Jeśli chcesz wydać do 500zł to polecam dwie pozycje:

1. GeForce 6600 Gigabyte GV-NX66256DP 256MB

2. GeForce 6600 Leadtek 256MB DDR2

Posiadam pozycje 1 i jak dotad jestem zadowolony.

Pozdro

----------

## 13Homer

Ja mam laptopa z X700 (Ati, dla mniej zorientowanych). Ostatnio spróbowałem uruchomić Quake4. Nie mam większych zastrzeżeń do grafiki (1024x768 detale na HIGH - najwyższych detali nie próbowałem, a wyższej rozdzielczości karta nie nie obsługuje [max to 1280x800], jak to na laptopie): co jakiś czas się na chwilę przytnie, ale mi to nie przeszkadza (może dlatego, że karta ma tylko 32MB?).

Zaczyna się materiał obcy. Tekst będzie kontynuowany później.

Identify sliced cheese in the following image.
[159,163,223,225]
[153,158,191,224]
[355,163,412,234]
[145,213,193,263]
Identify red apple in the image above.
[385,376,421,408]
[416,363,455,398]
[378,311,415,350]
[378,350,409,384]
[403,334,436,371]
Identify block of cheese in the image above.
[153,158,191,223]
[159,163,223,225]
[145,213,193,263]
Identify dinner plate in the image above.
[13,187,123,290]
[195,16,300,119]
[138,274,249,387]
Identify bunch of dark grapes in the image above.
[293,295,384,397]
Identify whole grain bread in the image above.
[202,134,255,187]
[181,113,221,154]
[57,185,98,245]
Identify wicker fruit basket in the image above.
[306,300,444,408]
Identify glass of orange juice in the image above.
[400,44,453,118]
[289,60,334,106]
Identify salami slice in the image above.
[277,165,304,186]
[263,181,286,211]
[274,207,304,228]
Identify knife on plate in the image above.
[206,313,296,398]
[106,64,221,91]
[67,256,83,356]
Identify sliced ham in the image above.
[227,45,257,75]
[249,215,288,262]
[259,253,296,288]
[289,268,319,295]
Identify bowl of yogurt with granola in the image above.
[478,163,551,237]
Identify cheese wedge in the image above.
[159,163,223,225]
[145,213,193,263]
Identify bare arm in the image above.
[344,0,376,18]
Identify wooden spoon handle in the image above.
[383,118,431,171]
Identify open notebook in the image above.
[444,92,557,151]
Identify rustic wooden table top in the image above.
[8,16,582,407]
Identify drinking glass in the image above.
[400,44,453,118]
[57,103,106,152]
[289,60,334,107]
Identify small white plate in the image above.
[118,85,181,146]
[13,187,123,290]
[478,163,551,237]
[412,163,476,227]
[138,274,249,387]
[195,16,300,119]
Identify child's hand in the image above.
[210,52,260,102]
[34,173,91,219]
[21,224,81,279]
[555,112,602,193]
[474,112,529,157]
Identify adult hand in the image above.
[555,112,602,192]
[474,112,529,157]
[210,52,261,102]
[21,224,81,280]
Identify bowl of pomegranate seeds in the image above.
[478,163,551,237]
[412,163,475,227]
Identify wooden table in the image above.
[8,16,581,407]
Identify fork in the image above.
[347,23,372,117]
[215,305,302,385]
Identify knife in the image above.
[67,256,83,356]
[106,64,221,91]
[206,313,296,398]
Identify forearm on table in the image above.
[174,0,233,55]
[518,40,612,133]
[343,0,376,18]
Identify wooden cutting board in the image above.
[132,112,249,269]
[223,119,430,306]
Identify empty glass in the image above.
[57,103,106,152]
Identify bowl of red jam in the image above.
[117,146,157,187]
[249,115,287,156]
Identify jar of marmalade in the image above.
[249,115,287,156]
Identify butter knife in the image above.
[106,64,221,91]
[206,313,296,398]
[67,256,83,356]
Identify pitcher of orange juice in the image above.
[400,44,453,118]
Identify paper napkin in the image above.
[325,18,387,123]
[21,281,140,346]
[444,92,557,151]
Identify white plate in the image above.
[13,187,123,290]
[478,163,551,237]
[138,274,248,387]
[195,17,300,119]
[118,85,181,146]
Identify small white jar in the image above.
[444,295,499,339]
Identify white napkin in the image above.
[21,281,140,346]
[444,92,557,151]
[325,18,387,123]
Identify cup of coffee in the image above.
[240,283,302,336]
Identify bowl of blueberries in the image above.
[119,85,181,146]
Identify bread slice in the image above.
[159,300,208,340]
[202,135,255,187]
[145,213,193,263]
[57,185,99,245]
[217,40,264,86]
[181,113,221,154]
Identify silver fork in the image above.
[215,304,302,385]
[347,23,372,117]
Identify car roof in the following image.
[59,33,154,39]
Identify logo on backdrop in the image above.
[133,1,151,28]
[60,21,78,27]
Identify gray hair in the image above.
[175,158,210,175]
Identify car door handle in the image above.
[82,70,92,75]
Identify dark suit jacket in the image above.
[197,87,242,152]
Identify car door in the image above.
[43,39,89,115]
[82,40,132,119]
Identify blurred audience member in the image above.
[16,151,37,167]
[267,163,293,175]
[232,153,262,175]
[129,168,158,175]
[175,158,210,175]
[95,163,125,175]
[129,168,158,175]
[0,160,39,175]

Kłopoty z instalacją sterowników pod Linuksem "oczywiście" miałem (chodzi o 3D, bo 2D chodzi bez zastrzeżeń), ale tylko przy pierwszej instalacji, później tylko kosmetyczne zmiany w pliku konfiguracyjnym (zmienia się czasami jakiś drobiazg z wersji na wersję).

Więc dla odmiany polecam Ati. Ma lepszą wydajność niż analogiczne NVidie (tak mówią :), sterowniki linuksowe poprawiają się błyskawicznie. Tyle, że nie ma przeźroczystości (Composite), ale tego akurat nie używam, nie "kręcą" mnie takie "bajery".

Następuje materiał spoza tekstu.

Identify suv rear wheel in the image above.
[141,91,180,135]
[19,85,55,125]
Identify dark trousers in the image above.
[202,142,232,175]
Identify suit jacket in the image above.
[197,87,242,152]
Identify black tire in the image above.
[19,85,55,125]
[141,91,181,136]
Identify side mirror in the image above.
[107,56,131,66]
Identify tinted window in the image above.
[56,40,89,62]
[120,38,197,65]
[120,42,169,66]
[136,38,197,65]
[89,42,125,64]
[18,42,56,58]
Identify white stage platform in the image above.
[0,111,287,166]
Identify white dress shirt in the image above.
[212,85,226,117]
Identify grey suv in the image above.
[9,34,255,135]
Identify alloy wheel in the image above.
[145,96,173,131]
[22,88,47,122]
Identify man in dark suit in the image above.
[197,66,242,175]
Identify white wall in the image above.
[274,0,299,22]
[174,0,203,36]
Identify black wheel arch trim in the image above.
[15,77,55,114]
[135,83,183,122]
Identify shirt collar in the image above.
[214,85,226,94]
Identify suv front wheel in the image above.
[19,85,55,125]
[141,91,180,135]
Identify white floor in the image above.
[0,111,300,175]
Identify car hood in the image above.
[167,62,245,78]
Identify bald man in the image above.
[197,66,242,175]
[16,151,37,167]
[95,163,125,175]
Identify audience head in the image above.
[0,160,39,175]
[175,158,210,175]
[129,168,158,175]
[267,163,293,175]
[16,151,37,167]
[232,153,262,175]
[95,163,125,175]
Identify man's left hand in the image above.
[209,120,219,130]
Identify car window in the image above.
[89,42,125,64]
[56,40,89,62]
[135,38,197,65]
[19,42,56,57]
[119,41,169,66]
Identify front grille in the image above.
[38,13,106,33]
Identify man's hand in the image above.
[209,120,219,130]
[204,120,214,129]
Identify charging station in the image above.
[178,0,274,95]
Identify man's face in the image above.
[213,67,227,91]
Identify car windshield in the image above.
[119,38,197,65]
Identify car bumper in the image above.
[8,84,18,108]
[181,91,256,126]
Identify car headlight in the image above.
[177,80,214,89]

Ludzie narzekają i na Ati i na NVidię, ale na Ati dużo bardziej :).

----------

## evilav

Witam. Po tylu "męczarniach" pisze z Gentoo 2005.1 z KDE 3.5  :Very Happy:  Mój błąd polegał na tym iż przy wyborze karty graficznej dawałem odrazy na "NVIDIA generic". Teraz zrobiłem tak: wybrałem standardowy sterownik VESA i po odpaleniu X-window zainstalowałem sterowniki do karty graficznej i wszystko śmiga jak należy  :Smile:  pozdrawiam.

----------